By John Muyskens and Juliet Eilperin
This month the Democratic presumptive presidential nominee, Joe Biden, outlined an ambitious plan for tackling climate change that shows how far the party has shifted on the issue since it controlled the White House.
President Barack Obama’s Clean Power Plan had called for the electricity sector to cut its carbon pollution 32 percent by 2030, and did not lay out a trajectory for phasing out oil, coal or natural gas production.
This year, Democratic 2020 hopefuls such as Sen. Bernie Sanders (I-Vt.) went much further, suggesting the United States should derive all of its electricity from renewable sources by 2030 as part of a $16.3 trillion plan to wean the nation away from fossil fuels. Many other congressional Democrats have embraced the Green New Deal — the nonbinding resolution calling for a carbon-free power sector by 2030 and more energy efficient buildings and vehicles, along with a massive investment in electric vehicles and high-speed rail.

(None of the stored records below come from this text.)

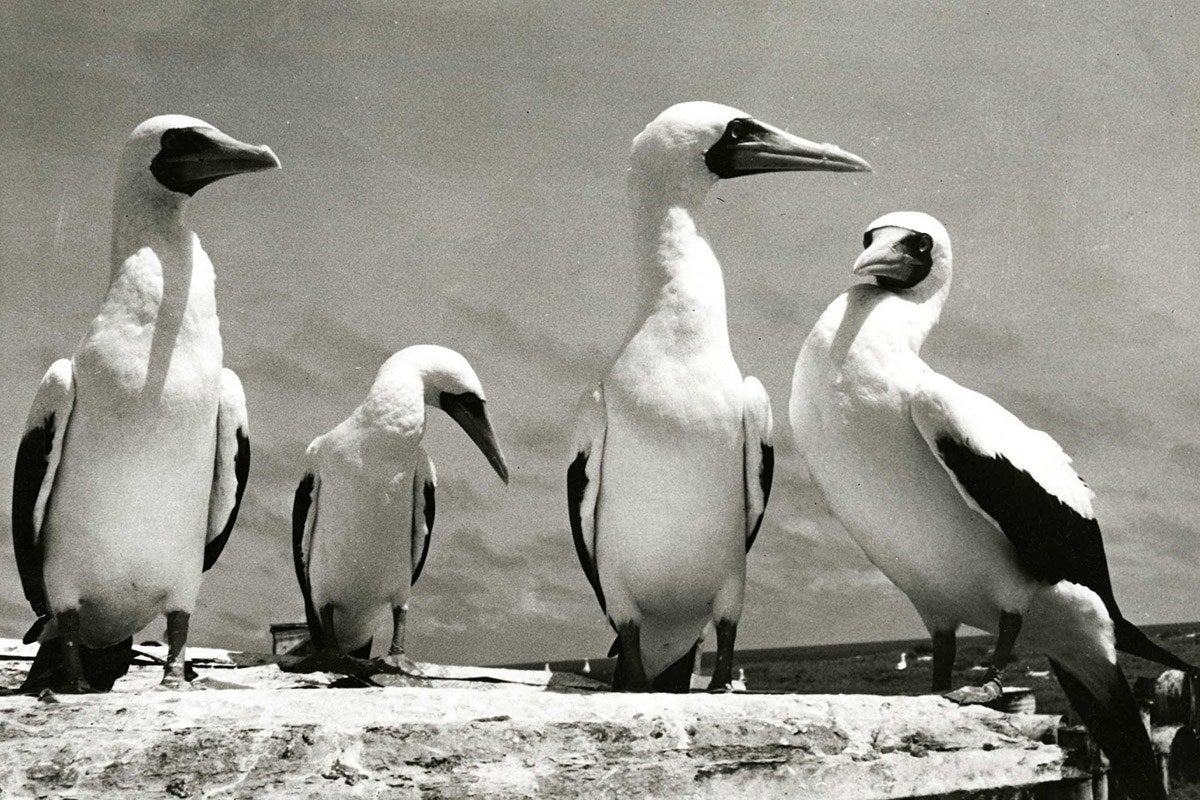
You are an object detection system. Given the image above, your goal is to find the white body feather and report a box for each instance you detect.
[42,235,222,646]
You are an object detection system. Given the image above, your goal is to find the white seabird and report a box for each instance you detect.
[292,344,509,674]
[790,212,1172,798]
[12,115,280,692]
[566,102,870,692]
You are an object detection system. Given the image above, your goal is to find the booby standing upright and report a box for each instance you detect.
[790,212,1171,798]
[292,344,509,673]
[12,115,280,692]
[566,102,870,692]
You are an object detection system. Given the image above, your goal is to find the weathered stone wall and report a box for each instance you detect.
[0,684,1080,800]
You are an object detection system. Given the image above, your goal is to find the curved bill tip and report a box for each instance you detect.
[829,145,875,173]
[439,392,509,486]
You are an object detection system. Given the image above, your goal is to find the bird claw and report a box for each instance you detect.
[155,670,192,692]
[50,676,101,703]
[280,650,372,678]
[942,679,1004,705]
[368,652,425,678]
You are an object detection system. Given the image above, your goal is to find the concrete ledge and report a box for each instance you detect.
[0,670,1079,800]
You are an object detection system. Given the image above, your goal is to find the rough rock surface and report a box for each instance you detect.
[0,642,1070,800]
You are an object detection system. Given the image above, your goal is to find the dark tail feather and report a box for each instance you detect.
[650,639,700,694]
[1050,658,1166,800]
[608,636,629,692]
[20,614,54,652]
[20,637,133,692]
[1114,616,1200,675]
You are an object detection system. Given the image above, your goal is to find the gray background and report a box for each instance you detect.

Last year, 38 percent of U.S. electricity generated came from clean sources, according to a Washington Post analysis of data from the U.S. Energy Information Administration.
“A great appeal of the Biden proposal is that it is much closer to targeting carbon directly, which is the ultimate enemy, and plays fewer favorites with particular technologies,” said Michael Greenstone, who directs the University of Chicago’s Energy Policy Institute. “This will reduce the costs to consumers and give more carbon bang for the buck.”